Embiid and Jokić are the next evolution of centers in the NBA, but they are not unicorns. They slot into their position because they’re not positionless. The only way they don’t occupy the middle is if Mike Malone or Doc Rivers super-size the lineup, are drunk, or both.
An argument to end the unicorn argument
My personal motivation for asking the art department to morph Jokić into a hippo was that I thought it would be hysterical and would make Nuggets fans piss vinegar/bong water. (Screw you, Dale!) The altruistic and more broad impetus is that labeling players in the NBA should be more fun than unicorn or not. Everyone deserves their own spirit animal.
He’s a GOAT, he’s a unicorn, he’s a tarantula, he’s an octopus (or is it a klaw?). Well, the Joker reminds me of one of those hippos that dance in Anastasia. He gives us artistry in an unassuming vehicle. He’s slow, but elegant. No movement is wasted because he can’t afford to expend the energy.
Also, hippos are one of the deadliest animals on the planet and will bite you in half if you don’t watch out. Pablo Escobar’s former pets are now considered an invasive species in Columbia, but that doesn’t really work for this analogy because you can’t call foreigners an “invasive species” even if they are gradually taking over the league. (Last hippo fact, apparently only a small percentage of males ever reproduce, so they could be ornery for other, more pent-up reasons.)

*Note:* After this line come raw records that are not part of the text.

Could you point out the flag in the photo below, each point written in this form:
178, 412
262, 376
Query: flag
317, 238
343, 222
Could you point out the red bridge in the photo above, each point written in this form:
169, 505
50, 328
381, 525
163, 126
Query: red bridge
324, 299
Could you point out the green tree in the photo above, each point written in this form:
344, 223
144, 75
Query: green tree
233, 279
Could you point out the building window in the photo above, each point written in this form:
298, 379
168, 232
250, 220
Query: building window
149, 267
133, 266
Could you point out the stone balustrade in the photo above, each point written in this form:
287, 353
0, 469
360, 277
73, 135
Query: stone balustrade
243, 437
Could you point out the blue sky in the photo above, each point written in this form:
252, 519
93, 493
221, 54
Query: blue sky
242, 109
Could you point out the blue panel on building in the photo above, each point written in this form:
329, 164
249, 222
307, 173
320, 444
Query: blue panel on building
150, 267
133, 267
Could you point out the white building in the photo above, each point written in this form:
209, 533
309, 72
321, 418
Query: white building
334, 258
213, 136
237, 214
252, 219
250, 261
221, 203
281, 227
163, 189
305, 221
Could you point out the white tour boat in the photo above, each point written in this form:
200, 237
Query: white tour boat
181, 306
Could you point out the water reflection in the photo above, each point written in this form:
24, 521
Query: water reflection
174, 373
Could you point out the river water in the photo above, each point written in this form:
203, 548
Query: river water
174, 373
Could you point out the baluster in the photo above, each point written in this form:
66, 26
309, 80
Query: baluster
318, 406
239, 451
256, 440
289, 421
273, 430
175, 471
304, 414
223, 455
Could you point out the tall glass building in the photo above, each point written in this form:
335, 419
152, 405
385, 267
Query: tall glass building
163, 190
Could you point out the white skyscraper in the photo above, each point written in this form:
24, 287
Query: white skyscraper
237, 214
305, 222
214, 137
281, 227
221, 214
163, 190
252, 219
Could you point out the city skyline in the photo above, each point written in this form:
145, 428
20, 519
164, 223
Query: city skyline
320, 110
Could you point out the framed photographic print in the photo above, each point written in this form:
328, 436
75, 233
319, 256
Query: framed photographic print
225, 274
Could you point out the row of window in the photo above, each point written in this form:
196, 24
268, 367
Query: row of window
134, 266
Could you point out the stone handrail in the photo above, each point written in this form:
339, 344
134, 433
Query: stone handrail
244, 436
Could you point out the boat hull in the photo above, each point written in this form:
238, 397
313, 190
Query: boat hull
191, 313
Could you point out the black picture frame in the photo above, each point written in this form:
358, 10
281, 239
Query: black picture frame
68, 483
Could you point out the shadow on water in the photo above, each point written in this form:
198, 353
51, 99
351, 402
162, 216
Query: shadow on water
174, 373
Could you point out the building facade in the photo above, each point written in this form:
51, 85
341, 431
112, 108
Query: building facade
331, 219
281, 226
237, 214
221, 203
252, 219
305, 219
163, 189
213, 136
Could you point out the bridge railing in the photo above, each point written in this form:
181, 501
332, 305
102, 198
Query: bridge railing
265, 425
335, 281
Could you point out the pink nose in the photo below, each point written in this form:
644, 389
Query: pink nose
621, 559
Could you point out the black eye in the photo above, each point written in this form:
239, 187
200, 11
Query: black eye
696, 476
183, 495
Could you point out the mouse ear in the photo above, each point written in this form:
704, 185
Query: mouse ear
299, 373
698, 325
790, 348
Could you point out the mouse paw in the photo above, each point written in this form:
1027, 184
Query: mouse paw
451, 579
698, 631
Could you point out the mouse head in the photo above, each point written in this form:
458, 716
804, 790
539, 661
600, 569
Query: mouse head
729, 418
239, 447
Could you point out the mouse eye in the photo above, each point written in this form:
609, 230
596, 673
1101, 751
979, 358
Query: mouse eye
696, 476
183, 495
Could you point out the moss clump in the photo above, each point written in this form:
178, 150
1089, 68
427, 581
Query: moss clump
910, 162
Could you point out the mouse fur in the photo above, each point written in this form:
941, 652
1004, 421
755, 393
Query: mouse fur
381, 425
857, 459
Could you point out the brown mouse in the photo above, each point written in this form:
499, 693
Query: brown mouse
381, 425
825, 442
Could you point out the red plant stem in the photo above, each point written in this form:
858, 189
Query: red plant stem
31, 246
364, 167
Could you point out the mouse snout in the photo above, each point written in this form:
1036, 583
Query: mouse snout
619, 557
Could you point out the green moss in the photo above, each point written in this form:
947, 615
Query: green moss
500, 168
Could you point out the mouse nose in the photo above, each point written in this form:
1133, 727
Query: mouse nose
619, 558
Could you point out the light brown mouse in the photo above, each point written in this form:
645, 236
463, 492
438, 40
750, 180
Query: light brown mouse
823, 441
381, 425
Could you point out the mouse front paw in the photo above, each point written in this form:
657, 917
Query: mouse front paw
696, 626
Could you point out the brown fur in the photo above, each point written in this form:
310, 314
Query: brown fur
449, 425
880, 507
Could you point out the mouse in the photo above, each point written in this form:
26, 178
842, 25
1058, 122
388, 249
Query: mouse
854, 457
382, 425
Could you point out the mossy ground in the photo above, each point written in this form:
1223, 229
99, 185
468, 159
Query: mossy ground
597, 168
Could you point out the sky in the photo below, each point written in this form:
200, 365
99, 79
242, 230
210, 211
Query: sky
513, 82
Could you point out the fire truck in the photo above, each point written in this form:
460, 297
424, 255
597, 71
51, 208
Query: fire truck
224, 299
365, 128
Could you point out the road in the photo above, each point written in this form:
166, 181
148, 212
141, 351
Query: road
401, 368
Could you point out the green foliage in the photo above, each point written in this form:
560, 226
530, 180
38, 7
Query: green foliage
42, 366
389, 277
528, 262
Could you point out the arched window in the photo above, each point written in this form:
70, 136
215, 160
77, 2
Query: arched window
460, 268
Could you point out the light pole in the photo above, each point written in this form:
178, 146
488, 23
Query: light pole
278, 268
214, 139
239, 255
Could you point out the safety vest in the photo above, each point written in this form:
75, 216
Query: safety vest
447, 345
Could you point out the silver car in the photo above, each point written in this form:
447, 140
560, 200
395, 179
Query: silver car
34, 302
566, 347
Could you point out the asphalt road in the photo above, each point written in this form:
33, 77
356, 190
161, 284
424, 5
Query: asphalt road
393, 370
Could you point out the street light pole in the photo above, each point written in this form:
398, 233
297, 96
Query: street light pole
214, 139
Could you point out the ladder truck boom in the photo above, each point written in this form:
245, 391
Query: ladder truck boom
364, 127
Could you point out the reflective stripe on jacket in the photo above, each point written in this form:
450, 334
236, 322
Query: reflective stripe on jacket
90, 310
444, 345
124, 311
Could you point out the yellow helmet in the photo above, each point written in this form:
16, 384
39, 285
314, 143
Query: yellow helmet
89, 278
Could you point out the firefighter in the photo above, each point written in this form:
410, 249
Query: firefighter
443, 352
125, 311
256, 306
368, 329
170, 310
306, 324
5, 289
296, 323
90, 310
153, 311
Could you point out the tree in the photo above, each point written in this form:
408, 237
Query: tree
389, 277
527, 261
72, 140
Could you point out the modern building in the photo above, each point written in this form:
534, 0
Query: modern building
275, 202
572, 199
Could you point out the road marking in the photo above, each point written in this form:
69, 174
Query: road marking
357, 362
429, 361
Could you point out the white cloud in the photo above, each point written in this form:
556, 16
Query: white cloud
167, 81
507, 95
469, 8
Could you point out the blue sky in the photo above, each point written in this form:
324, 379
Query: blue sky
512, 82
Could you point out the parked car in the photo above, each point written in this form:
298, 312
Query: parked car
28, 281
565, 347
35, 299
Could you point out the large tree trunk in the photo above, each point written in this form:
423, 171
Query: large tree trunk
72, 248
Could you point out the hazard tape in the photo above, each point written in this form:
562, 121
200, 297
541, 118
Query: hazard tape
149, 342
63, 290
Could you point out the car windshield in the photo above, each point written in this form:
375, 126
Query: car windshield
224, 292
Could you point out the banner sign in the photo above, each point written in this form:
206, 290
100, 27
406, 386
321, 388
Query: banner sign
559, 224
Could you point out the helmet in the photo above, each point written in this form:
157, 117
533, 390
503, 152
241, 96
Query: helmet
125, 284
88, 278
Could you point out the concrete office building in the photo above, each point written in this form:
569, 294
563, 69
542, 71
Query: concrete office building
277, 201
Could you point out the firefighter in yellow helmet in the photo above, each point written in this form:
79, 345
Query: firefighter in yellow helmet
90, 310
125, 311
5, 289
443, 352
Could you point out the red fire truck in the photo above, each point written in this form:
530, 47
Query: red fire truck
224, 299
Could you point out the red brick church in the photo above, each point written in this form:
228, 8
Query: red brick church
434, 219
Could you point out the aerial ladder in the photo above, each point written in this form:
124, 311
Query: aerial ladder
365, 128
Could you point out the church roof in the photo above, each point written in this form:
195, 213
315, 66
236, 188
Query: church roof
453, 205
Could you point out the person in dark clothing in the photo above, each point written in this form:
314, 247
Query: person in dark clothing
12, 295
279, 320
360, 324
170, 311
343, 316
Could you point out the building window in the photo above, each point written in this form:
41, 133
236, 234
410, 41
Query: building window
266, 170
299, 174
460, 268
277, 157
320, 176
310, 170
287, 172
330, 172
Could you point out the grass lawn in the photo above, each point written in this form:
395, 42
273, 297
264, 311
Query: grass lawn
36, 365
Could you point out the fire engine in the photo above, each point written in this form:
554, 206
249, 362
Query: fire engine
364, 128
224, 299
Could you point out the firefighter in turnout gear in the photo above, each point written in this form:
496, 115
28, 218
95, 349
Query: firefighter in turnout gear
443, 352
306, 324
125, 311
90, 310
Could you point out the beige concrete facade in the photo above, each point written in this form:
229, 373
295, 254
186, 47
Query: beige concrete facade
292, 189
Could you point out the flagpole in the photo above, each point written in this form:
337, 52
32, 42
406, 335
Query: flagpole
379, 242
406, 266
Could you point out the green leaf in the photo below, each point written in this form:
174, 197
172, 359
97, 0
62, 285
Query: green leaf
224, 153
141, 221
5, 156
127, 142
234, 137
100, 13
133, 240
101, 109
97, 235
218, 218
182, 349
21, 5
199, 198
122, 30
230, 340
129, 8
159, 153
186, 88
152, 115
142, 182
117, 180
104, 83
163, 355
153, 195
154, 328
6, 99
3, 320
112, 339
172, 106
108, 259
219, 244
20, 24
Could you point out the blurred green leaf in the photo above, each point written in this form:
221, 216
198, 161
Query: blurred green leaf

When a unicorn is on the floor, you know it. Giannis taking three dribbles to go from halfcourt to hoop is amazing even though he does it on a regular basis. He’s constantly blowing our minds because it’ll never be normalized. I feel the same way about watching KD crossover helpless wing defenders and rise up for a 17-footer like he’s a 7-foot Devin Booker.
That’s not the case for Embiid. Sure, he’s doing things not typically seen from big men, but his size and body type is an established cannon. It’s not inconceivable that a center with a similar frame could do what he does with an open-minded coaching staff.
I’ve never seen a player with Chet Holmgren’s body do what we think Chet can do. Now, Chet isn’t Giannis because no one is Giannis, but both are from the same intellectual property. Shit, upcoming No. 1 overall draft pick Victor Wembanyama is from outer space if LeBron James was to be believed.
I hesitate to give LeBron credit for anything, but kudos to him for not going straight to unicorn — even if his choice was kind of insulting. A little bit. That’s (mostly) the kind of leadership and forward-thinking we need. At least until NBA Groupthink co-opts “alien,” and I have to write another 2,000-word ambling research paper arguing that not every 8-foot center is an “alien” and that time really is on a never-ending loop.